Howard finished his coffee and shook off his wife’s gesture of handing him a plate of bacon and eggs. “I’m gonna be late if I don’t leave now. I should have the official National Weather Service information the first thing when I get to the station. Then I’ll have to butt heads with our new station manager about interrupting the regularly scheduled programs for weather bulletins.”

“It’s going to be that big?” Neva followed him into the bedroom.

“Stay close to home today, honey. I want you close to the cellar.”

Howard wouldn’t have wanted it known that he had a “fraidy hole.” Having been born and raised in southwest Oklahoma known as Tornado Alley, he had spent many hours in the safety of his parents’ cellar while monster winds roared above, snapping power lines, tossing huge trees like matchsticks. To this day, Howard could recall the pungent smells that filled the old cellar: his mother’s canned peaches and preserves, and potatoes by the tow sack full mingled with the faint odor of field mouse droppings.

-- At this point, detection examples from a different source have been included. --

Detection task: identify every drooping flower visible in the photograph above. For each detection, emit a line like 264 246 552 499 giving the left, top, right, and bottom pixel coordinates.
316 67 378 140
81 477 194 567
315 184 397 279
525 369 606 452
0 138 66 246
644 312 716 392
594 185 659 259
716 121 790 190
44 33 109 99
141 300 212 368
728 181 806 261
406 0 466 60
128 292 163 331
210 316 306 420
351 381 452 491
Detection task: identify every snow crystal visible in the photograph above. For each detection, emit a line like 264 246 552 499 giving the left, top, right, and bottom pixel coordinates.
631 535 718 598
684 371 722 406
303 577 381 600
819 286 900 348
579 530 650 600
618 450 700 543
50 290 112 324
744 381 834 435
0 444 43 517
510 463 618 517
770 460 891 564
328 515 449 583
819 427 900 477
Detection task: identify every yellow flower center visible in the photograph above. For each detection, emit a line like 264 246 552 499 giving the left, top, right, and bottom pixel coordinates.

Howard thought back to one particular day when he was still in high school. He had told his family early in the morning that there would be a tornado that day. His family had come to respect his gift, and they followed Howard’s calm statement of fact: “There’s gonna be a tornado sometime this afternoon.”

He had dreamed of a tornado the night before; he saw dreadful winds ripping huge trees apart, snapping power lines and shrieking its way across the land. Sometimes he woke in a sweat, panicky, while he tried to still his thumping heart and not wake his brother who shared his room. He lay quietly and reviewed the dream, feeling clammy and cold and sweaty all at the same time, until finally he would dispel the feeling – which he soon began to recognize as a certain dread – until it came time for the storm to present itself on the horizon.

Sometimes the Certain Dread came upon him minus the accompanying dream. Or, he had the dream but didn’t remember it. Even as a high school student, he would be sitting in school, gazing at the object of his affections, and scheming a way to get her off to the side in the hallway so he could talk to her. Just talk to her about anything at all except what he really wanted to say, and that was that he loved her and wanted to marry her and live with her the rest of his life, but he was afraid she would laugh at him, because he was, after all, only seventeen.

But while Howard was trying to figure out how to speak to his vision of bliss, the feeling came over him and dispelled any other emotion he may have had. It almost overwhelmed him, causing his head to spin and his heart to pound just as it did in the nightmares. He knew for sure he had to get out of school, go home and warn his family that a twister was on its way and to go to the cellar.

So strong and certain was this feeling that he got up from his seat during French class conjugating verbs, causing Mrs. Dosser to frown and ask him where he thought he was going.

“I have to go home, Mrs. Dosser,” he said simply, and as he passed Neva’s desk he whispered to her to come join him in the hallway. Astonishing both himself and Mrs. Dosser, she did just that.

As she stepped out of the classroom, he told her, “There’s a tornado coming. Don’t ask me how I know, I just know. Go home. Tell your family to get to safety. This is gonna be a real bad twister.”

“They’re all bad, Howard.” Yet she nodded, as if she had known all along about his strange gift. “The others?” She glanced back inside the classroom.

“You think they’d believe me?”

A moment’s pause, then she placed her hand on his arm. “I believe you.”